Düzenlenen panelde sektördeki birçok isim katılırken aynı zamanda akademisyenlerde yer alarak, her akşam Türk halkının evine konuk olan bu dizilerin, aileler özelinde topluma yansıması ve dini, kültürel değerlerin ne şekilde temsil edildiğine dair panel düzenlendi. İşte detaylar…
‘‘Türk dizilerinin bir çıkmazı var!’’
Gazeteci ve yazar Nihal Bengisu Karaca, "Kızıl Goncalar" dizisinin dindarlara karşı bir yapım olarak lanse edildiğini fakat dizinin tarikatların bir mesele olduğunu anlattığını belirterek, "Aynı zamanda 'bu dizi seküler hayatı, laik yaşam tarzını da çok aşındırıyor' denildi. Buna da cevabım hayır. Aslında dizi 28 Şubat'ta Suavi Alkanlı gibi tavan arasında kalmış Kemalizm'i temsil eden bir bakış açısını da ortaya koyuyor" ifadelerine yer vererek, dizinin dindar yaşama karşı bir duruşta olmadığı görüşünü paylaşan Karaca, Kur'an kursunda Feyza karakterinin attığı dayak sahnesinin gereksiz ve yanlış olduğunu, bunun dışında da dizide kendisini rahatsız eden bir şey görmediğini belirtti. Karaca, dizinin devamına dair ise bir yorumda bulunmak istemediğini sözlerine ekleyerek, "Kefil olmak da istemiyorum. Çünkü senaryo yazımı ve Türk televizyonlarındaki dizilerin kendi iç çıkmazları var. O çıkmazlardan çıkmak için meseleyi gevşetebilir, cıvıklaştırabilirler. O zaman biz de sesimizi yükseltiriz. Ama bence gerçekçilik dokunuşu açısından özel bir dizi. Mesela Birgül karakterinin idealizasyonu üzerinden bize başka bir şey söylenmeye çalışıldığını da düşündürüyor. Çok gerçekçi çizilmiş" diye konuştu.

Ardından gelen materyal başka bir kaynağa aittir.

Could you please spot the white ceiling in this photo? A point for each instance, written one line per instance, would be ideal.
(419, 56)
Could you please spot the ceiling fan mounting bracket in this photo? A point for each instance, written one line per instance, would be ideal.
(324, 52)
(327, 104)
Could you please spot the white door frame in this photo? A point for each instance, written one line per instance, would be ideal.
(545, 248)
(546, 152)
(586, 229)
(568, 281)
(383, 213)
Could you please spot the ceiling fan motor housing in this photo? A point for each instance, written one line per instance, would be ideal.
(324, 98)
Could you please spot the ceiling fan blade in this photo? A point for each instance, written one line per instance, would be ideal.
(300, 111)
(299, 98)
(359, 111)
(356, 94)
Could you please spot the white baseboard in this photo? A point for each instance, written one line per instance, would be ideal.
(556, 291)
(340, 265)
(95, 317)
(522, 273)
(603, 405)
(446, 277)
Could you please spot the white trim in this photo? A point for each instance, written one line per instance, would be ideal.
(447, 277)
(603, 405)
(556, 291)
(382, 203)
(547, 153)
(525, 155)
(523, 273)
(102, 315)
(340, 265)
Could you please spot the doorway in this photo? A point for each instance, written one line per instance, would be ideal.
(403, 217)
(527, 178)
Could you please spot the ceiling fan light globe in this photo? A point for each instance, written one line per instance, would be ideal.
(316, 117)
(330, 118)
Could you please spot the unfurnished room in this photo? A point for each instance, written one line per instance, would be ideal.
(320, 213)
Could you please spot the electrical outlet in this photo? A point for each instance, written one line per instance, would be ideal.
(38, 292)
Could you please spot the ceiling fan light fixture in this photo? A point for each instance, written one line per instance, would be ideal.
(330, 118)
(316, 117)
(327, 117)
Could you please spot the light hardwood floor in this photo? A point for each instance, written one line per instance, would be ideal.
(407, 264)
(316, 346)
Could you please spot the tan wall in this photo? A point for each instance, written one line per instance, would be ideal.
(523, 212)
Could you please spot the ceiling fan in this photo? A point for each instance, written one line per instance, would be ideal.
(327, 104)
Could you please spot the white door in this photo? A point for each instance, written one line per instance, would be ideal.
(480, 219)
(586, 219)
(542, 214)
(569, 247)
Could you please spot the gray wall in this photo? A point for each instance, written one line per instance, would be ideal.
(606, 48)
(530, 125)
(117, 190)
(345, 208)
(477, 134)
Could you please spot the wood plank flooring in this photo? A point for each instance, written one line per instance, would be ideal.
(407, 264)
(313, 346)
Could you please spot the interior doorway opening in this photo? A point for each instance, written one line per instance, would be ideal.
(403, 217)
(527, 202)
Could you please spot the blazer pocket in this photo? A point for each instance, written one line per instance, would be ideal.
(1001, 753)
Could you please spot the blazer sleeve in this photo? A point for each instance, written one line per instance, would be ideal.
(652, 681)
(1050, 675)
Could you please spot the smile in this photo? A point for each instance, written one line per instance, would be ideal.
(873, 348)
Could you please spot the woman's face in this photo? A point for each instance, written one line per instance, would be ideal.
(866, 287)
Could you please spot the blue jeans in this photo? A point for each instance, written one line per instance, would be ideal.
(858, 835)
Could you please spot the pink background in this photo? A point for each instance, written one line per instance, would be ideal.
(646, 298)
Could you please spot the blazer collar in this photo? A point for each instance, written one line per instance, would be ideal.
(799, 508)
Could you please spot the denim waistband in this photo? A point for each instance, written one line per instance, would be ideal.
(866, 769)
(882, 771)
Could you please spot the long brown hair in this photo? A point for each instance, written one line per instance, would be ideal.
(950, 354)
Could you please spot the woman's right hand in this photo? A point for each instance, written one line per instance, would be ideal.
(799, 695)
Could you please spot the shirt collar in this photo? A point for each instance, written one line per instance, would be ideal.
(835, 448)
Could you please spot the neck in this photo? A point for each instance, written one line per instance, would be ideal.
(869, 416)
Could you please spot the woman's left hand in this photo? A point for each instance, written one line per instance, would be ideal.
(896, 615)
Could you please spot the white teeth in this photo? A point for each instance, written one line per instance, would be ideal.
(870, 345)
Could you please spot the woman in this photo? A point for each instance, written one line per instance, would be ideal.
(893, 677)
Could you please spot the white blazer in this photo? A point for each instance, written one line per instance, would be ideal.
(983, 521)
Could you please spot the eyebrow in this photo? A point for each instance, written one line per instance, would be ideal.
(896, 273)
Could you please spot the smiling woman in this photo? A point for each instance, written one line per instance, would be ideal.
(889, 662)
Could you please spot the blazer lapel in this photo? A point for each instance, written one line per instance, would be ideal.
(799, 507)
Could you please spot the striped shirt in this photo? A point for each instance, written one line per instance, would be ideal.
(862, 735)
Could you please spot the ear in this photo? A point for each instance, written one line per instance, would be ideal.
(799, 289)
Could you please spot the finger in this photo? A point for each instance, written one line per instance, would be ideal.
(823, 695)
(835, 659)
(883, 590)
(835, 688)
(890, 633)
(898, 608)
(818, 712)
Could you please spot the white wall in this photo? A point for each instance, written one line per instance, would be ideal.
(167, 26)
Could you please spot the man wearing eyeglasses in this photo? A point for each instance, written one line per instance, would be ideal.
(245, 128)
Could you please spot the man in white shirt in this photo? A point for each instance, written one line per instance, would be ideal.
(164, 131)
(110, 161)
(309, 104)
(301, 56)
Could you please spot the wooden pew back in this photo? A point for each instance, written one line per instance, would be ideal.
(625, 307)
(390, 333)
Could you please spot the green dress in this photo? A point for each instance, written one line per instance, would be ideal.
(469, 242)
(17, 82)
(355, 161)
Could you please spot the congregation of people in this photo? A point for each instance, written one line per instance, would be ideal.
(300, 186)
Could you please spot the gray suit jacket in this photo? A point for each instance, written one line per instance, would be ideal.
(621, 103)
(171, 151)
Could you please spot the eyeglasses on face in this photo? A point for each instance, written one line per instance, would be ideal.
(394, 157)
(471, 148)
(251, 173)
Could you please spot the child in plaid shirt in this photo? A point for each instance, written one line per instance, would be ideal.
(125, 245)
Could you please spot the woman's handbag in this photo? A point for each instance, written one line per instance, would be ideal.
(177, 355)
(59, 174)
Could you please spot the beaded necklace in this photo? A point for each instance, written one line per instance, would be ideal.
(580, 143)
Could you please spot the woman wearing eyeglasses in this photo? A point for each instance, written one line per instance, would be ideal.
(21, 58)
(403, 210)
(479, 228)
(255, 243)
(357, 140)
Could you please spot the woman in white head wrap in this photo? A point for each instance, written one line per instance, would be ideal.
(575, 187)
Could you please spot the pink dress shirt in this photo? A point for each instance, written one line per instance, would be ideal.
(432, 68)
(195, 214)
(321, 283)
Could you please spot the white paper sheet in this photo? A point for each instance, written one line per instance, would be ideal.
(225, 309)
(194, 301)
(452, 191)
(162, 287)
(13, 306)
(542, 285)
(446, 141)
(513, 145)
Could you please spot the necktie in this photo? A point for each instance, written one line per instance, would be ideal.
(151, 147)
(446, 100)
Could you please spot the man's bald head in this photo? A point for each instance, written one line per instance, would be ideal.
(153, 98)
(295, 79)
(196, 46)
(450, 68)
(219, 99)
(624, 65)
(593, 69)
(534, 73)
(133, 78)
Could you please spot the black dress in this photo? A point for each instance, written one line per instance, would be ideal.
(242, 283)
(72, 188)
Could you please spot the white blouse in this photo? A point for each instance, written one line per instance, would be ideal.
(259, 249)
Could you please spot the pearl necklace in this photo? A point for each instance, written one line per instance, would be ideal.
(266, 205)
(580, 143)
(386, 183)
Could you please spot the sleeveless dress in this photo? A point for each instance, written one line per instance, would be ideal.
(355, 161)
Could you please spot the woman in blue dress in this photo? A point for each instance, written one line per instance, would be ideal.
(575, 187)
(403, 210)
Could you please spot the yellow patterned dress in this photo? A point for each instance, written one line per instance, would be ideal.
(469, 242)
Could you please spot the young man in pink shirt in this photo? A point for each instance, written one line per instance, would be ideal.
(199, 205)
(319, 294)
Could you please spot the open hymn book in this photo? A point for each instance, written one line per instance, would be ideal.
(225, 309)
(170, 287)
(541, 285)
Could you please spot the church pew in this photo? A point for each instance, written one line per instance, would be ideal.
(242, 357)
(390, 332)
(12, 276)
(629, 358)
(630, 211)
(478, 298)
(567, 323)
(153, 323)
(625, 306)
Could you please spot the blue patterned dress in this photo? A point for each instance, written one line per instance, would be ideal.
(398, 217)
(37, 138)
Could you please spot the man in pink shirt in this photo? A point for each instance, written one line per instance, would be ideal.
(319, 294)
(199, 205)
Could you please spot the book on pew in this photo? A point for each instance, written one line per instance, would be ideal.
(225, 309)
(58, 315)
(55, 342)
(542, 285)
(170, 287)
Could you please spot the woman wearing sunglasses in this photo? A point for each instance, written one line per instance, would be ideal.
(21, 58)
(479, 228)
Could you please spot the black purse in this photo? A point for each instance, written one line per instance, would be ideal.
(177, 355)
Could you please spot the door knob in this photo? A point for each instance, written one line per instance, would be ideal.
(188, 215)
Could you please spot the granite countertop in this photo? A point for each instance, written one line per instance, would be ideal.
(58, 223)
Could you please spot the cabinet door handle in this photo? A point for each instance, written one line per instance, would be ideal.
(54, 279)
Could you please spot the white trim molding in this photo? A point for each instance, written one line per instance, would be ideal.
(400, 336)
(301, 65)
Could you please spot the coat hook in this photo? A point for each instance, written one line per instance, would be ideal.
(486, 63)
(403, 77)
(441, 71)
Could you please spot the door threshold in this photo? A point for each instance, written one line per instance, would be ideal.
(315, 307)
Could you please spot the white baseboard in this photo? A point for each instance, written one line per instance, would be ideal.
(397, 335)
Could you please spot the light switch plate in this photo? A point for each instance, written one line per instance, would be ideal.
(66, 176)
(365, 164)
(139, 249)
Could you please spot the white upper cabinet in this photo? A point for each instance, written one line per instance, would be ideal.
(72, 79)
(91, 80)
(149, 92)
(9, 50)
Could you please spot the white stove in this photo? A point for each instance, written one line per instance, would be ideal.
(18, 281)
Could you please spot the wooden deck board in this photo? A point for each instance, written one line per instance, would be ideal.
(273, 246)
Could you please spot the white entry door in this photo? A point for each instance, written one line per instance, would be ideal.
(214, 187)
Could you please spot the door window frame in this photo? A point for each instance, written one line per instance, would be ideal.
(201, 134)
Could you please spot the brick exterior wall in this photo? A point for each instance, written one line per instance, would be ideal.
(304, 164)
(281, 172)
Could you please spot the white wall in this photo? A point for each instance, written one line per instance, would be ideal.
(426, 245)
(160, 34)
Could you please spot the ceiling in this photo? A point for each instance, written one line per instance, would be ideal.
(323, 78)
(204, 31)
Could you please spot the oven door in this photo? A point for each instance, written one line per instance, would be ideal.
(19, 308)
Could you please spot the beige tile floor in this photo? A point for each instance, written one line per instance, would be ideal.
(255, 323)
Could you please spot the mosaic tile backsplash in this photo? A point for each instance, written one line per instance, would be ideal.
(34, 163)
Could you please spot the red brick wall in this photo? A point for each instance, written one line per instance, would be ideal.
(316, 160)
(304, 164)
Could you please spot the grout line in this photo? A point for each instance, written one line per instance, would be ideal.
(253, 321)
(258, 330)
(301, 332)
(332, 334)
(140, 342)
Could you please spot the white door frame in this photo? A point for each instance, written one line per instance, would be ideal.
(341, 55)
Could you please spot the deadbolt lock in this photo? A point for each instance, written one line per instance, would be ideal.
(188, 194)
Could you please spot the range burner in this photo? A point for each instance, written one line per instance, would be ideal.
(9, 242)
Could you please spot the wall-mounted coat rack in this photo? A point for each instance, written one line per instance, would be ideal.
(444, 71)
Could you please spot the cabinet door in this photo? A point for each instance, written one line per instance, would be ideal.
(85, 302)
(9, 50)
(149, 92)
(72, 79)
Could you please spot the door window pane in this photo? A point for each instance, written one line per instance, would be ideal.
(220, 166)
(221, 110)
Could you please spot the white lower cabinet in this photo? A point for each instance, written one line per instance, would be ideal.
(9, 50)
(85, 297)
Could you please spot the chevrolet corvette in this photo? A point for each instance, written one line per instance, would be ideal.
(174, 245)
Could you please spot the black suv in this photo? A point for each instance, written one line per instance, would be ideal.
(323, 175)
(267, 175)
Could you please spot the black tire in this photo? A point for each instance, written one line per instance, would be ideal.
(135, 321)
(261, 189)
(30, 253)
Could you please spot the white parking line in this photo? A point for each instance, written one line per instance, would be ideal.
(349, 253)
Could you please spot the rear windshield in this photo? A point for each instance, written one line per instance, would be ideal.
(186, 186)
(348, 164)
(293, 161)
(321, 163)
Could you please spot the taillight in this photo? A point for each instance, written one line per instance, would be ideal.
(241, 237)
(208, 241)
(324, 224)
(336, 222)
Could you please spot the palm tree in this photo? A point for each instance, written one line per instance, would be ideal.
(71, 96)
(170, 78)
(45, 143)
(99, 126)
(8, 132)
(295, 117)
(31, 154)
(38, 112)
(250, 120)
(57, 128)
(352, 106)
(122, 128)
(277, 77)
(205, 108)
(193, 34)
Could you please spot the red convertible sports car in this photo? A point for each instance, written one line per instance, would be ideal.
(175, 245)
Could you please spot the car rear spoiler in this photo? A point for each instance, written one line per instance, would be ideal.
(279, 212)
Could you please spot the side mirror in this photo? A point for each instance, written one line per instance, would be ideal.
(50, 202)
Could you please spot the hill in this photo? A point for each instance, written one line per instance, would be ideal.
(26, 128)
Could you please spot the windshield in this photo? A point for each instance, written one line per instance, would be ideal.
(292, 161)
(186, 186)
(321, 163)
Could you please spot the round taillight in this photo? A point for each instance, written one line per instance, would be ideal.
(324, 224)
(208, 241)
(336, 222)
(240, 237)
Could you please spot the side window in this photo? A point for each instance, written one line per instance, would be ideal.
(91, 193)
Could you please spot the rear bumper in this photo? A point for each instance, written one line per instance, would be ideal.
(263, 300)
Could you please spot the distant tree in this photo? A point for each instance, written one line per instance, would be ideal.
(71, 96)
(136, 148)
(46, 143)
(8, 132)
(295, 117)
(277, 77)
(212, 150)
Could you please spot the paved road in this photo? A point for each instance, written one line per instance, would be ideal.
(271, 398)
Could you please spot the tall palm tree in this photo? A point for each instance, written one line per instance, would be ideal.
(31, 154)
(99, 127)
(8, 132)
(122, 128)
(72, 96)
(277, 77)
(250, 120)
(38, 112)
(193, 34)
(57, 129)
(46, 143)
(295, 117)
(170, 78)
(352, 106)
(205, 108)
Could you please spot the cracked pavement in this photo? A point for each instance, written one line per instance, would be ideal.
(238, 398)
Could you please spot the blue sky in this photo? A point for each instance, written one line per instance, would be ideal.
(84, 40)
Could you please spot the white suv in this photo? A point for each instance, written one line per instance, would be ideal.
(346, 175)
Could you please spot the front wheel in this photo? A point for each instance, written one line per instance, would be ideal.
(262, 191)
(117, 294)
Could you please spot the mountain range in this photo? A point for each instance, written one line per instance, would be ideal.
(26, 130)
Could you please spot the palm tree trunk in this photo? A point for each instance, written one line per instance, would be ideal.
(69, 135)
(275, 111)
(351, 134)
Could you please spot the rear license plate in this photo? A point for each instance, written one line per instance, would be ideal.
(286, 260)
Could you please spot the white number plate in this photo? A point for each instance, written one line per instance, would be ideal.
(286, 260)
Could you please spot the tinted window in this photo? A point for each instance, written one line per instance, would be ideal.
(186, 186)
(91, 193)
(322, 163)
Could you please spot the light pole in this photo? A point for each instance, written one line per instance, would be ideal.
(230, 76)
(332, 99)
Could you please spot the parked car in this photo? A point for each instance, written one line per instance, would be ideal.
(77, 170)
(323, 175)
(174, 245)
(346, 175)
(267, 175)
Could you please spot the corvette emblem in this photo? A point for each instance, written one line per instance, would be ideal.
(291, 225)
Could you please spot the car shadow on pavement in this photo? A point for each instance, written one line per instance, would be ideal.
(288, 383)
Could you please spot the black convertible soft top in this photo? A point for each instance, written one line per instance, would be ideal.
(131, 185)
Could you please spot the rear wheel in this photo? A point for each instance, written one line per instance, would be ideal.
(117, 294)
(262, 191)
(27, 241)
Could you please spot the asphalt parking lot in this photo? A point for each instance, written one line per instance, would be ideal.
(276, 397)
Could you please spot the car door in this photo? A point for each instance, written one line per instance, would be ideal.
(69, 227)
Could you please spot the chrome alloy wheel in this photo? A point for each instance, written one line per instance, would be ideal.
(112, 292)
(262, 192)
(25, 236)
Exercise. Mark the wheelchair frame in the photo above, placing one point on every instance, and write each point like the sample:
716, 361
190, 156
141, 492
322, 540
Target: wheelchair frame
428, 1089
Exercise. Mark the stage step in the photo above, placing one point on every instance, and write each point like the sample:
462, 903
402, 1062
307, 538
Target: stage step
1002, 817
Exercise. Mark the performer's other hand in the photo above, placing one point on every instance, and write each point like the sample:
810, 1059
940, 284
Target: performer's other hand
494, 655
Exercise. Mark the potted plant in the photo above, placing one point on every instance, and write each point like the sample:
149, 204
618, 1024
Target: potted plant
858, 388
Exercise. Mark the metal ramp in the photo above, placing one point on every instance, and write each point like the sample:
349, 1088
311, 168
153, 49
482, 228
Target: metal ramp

‘‘Bilinç dışında ayrı problemleri olduğunu düşünüyorum’’
Panelde görüşlerini paylaşan Doç. Dr. Zeynep Kevser Şerefoğlu Danış da "Kızıl Goncalar"ı bir anne yoksunluğu dizisi olarak gördüğünü belirterek, "Son 3, 4 yıldır psikolojinin ve psikiyatrinin sahneye hediye ettiği dizilerden farklıymış gibi görünüyor. Çünkü tefrişat, diyalogları çok iyi ama alt yapı annelik mitine dayanıyor ve bunun toplumsal inisiyatif açısından Kızılcık Şerbeti'ndeki dikotomik mekan gibi bilinç dışında ayrı problemleri olduğunu düşünüyorum’’ dedi.
‘‘İslam dünyası kendi hikayelerini yazmaları gerekiyor!’’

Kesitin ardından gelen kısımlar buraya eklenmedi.